Expand Memory Word Size:
m -> m x 2^k

Expand Number of Memory Words
2^n -> 2^n x 2^l
2^l => memory chips

Memory Chip: 4 x 8
5-bit uproc (A_4 ... A_0)
A memory system of 16 bits...

Example: A memory chip is 4 x 8
2^n x m = 4 x 8 m = 8, n = 2
on-chip decoder -> n x 2^n => 2 x 4
# of address pins to each memory chip is n=2.
We have a 5-bit uprocessor. (A_4 ... A_0)
Design a memory system of 16-bytes (a very tiny memory system)

We need to expand the # of memory words:
# of memory chips = 16-bytes / 4 bytes per chip = 4 chips = 2^l, l = 2
l + n = address bits.
2 + 2 = 4
So we need 4 address bits total!

  • Lower 2 address bits are connected to all of the memory chips (?) (A_1,A_0)
  • The upper l (2) adress bits are inputs to the external decoder... l x 2^l => 2 x 4 (A_3,A_2)
  • Remaining address bit (A_4) are connected to our external decoder enable.


A memory system of 16-kbytes for addresses $0000 -> $3FFF (4000 hex values)

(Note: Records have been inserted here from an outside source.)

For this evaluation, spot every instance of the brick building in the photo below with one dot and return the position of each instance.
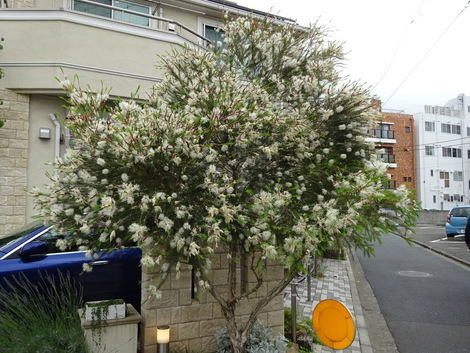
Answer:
(394, 136)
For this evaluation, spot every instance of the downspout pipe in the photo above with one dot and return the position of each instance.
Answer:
(57, 135)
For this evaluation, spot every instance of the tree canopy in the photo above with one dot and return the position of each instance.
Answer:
(257, 146)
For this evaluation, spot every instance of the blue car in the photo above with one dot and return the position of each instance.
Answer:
(32, 252)
(457, 220)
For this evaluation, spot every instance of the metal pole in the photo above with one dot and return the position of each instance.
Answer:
(309, 282)
(293, 298)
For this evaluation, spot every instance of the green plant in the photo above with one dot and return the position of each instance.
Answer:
(305, 334)
(261, 339)
(99, 313)
(260, 150)
(41, 317)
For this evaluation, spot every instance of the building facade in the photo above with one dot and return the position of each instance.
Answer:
(394, 138)
(443, 154)
(113, 44)
(105, 43)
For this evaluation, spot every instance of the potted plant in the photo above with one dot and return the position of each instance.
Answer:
(104, 310)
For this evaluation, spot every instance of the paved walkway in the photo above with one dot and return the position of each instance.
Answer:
(338, 283)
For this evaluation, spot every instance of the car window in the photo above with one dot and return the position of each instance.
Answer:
(461, 212)
(20, 233)
(50, 238)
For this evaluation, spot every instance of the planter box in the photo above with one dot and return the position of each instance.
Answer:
(112, 336)
(93, 311)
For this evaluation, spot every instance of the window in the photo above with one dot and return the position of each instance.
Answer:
(450, 129)
(458, 176)
(451, 152)
(429, 150)
(115, 13)
(215, 35)
(390, 184)
(387, 154)
(445, 176)
(429, 126)
(382, 131)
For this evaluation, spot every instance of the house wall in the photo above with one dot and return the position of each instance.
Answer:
(14, 148)
(193, 321)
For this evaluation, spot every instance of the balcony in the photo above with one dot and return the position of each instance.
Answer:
(390, 184)
(389, 159)
(105, 45)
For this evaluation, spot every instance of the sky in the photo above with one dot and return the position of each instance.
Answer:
(410, 53)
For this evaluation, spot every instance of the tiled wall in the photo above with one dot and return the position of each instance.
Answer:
(193, 321)
(13, 160)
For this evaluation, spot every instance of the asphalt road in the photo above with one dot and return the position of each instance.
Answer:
(423, 297)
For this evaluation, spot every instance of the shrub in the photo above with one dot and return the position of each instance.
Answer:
(261, 339)
(42, 317)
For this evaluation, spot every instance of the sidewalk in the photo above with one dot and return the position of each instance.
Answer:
(338, 283)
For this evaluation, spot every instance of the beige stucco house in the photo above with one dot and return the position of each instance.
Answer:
(110, 43)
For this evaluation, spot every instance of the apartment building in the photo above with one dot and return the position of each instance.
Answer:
(394, 138)
(443, 153)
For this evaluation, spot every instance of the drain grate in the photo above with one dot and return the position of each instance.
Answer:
(414, 274)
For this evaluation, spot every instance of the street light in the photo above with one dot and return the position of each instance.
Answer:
(163, 339)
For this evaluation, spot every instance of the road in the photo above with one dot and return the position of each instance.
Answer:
(424, 297)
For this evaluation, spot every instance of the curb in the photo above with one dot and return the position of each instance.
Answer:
(361, 327)
(440, 252)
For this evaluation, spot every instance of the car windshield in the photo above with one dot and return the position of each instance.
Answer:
(461, 212)
(19, 233)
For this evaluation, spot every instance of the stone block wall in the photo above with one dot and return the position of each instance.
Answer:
(194, 319)
(13, 159)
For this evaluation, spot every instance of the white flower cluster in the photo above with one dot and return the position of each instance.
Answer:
(259, 146)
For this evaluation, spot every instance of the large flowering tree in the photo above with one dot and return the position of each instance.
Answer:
(255, 147)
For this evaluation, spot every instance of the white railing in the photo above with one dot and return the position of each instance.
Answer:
(161, 22)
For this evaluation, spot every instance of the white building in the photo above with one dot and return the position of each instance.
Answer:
(442, 152)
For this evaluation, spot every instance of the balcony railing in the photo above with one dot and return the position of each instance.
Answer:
(158, 23)
(387, 158)
(390, 184)
(379, 133)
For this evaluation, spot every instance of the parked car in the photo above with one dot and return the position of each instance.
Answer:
(32, 252)
(457, 220)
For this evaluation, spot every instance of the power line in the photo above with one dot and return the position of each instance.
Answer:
(427, 53)
(418, 13)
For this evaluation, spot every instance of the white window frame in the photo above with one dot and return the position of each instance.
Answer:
(116, 9)
(202, 22)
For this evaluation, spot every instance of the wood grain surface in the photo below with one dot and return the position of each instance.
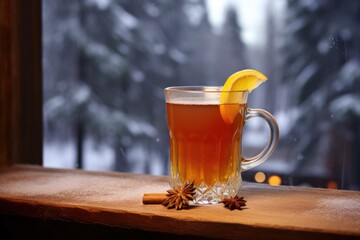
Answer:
(115, 199)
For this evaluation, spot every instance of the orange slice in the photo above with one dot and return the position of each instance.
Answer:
(232, 92)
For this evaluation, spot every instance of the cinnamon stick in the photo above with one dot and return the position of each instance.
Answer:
(154, 198)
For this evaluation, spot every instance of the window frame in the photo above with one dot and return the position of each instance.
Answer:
(20, 82)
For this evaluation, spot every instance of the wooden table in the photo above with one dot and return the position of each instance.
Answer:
(114, 200)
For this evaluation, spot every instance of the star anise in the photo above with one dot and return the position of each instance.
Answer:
(180, 197)
(234, 202)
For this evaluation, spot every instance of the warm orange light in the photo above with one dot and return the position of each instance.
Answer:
(260, 177)
(332, 185)
(274, 180)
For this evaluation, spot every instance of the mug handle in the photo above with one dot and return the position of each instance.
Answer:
(248, 163)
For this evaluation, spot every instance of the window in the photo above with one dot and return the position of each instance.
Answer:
(105, 64)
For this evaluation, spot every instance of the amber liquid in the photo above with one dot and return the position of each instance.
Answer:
(203, 148)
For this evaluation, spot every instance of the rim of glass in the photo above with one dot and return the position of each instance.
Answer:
(200, 89)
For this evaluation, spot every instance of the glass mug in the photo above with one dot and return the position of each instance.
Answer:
(205, 145)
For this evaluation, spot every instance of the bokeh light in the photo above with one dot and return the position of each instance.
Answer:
(274, 180)
(260, 177)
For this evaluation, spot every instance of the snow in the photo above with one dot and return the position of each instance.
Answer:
(62, 155)
(345, 104)
(125, 18)
(82, 95)
(286, 120)
(306, 74)
(177, 56)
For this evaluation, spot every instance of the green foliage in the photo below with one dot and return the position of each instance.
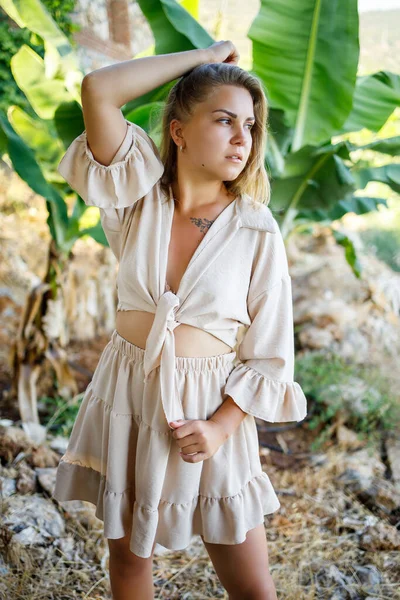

Each memory chip is arranged 2^12 x 8 (2^12 = 4096) n=12, m=8
Our on-chip address decoder for each chip -> n x 2^n = 12 x 2^12 = 12 x 4096
# of address lines to each memory chip is n=12 (A_11 ... A_0)
m=8 data bits (D_7 ... D_0)

16-bit uprocessor: (Adress pins A_15 ... A_0)
Need a memory system of 16kB with addresses $0000 -> $3FFF
# of memory chips needed = total memory (16kB) / kB per chip (4kB) = 4 chips total = 2^l chips
n+l address bits => 12+2 = 14 address bits

  • Lower n (12) bits are connected to all of the memory chips (A_11 ... A_0)
  • Upper l(2) are inputs to our external decoder of size l x 2^l -> 2 x 4 (A_13 ... A_12)
  • Decoder enable = remaining address bits (A_15,A_14)
  • We have a R/W signal that is connected to all memory chips.
  • Each memory chip as an active-low chip select/enable.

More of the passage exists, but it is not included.